Implement a HashMap from scratch without using built-in hash-table libraries. The clean way to demonstrate hashing + collision resolution (chaining) in a 20-minute interview block.

By Sam K., Founder, InterviewChamp.AI · Last verified

Problem

Design a HashMap without using any built-in hash table libraries. Implement the MyHashMap class: MyHashMap() initializes the object with an empty map. void put(int key, int value) inserts a (key, value) pair into the HashMap.
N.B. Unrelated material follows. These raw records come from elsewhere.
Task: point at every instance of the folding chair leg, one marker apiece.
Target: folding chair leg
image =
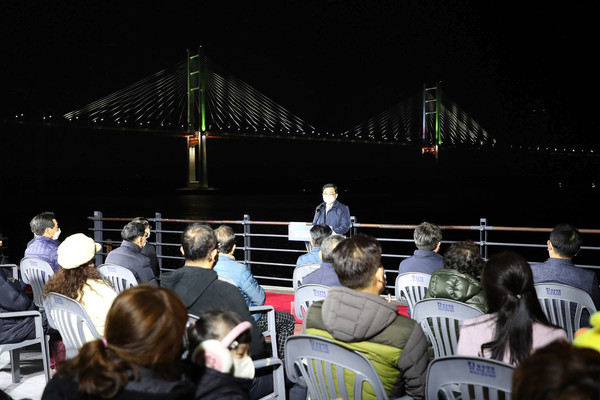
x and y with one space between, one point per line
15 364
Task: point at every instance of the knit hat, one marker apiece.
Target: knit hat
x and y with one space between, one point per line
77 250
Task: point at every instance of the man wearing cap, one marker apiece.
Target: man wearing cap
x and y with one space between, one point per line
129 254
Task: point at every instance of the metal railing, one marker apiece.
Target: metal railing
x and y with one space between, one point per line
272 256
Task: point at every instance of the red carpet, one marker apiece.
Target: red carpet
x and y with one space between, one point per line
283 302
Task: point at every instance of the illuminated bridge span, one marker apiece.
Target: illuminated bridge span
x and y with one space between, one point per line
197 96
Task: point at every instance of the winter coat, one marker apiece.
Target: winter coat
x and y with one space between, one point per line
395 344
448 283
200 289
44 248
129 255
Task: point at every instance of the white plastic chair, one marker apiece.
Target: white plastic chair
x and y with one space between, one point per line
330 370
300 272
36 272
119 277
564 305
71 321
468 378
15 348
441 320
305 295
413 287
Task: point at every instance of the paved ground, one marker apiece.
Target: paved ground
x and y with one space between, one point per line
32 383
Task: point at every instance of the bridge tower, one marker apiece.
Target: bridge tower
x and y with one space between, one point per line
196 118
432 137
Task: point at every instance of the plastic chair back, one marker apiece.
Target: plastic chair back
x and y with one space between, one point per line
564 305
119 277
305 295
36 272
15 348
71 321
330 370
441 320
300 272
468 378
413 287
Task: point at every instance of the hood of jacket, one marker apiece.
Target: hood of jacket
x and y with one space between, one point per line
352 316
189 282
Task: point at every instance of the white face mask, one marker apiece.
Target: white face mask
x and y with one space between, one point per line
56 234
243 368
328 199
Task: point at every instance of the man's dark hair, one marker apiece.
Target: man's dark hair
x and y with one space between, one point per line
355 260
464 257
329 185
328 245
198 240
427 236
566 240
133 230
318 233
40 222
226 238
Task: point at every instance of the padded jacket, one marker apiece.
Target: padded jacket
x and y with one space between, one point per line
253 293
395 344
44 248
129 255
448 283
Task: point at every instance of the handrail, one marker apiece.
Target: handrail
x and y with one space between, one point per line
270 254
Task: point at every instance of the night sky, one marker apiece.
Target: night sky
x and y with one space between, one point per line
515 69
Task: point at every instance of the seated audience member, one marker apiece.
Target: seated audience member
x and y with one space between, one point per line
558 371
356 316
516 325
219 342
325 274
80 280
457 280
45 239
253 293
563 245
13 330
149 250
317 234
129 254
198 285
428 239
136 358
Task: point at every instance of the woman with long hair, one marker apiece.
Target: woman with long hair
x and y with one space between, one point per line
137 357
515 325
80 280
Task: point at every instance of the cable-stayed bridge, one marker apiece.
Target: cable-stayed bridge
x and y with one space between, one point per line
196 97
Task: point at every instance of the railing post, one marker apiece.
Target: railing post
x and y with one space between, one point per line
247 242
353 229
158 233
483 248
98 235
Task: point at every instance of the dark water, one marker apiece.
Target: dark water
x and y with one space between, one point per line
124 174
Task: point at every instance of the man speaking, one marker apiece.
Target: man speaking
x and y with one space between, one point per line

If the key already exists in the map, update the corresponding value. int get(int key) returns the value to which the specified key is mapped, or -1 if this map contains no mapping for the key. void remove(int key) removes the key and its corresponding value if the map contains the mapping for the key.

Constraints

  • 0 <= key, value <= 10^6
  • At most 10^4 calls will be made to put, get, and remove.

Examples

Example 1

Input
['MyHashMap','put','put','get','get','put','get','remove','get']
[[],[1,1],[2,2],[1],[3],[2,1],[2],[2],[2]]
Output
[null, null, null, 1, -1, null, 1, null, -1]

Explanation: MyHashMap myHashMap = new MyHashMap(); myHashMap.put(1, 1); myHashMap.put(2, 2); myHashMap.get(1) returns 1; myHashMap.get(3) returns -1; myHashMap.put(2, 1) (update); myHashMap.get(2) returns 1; myHashMap.remove(2); myHashMap.get(2) returns -1.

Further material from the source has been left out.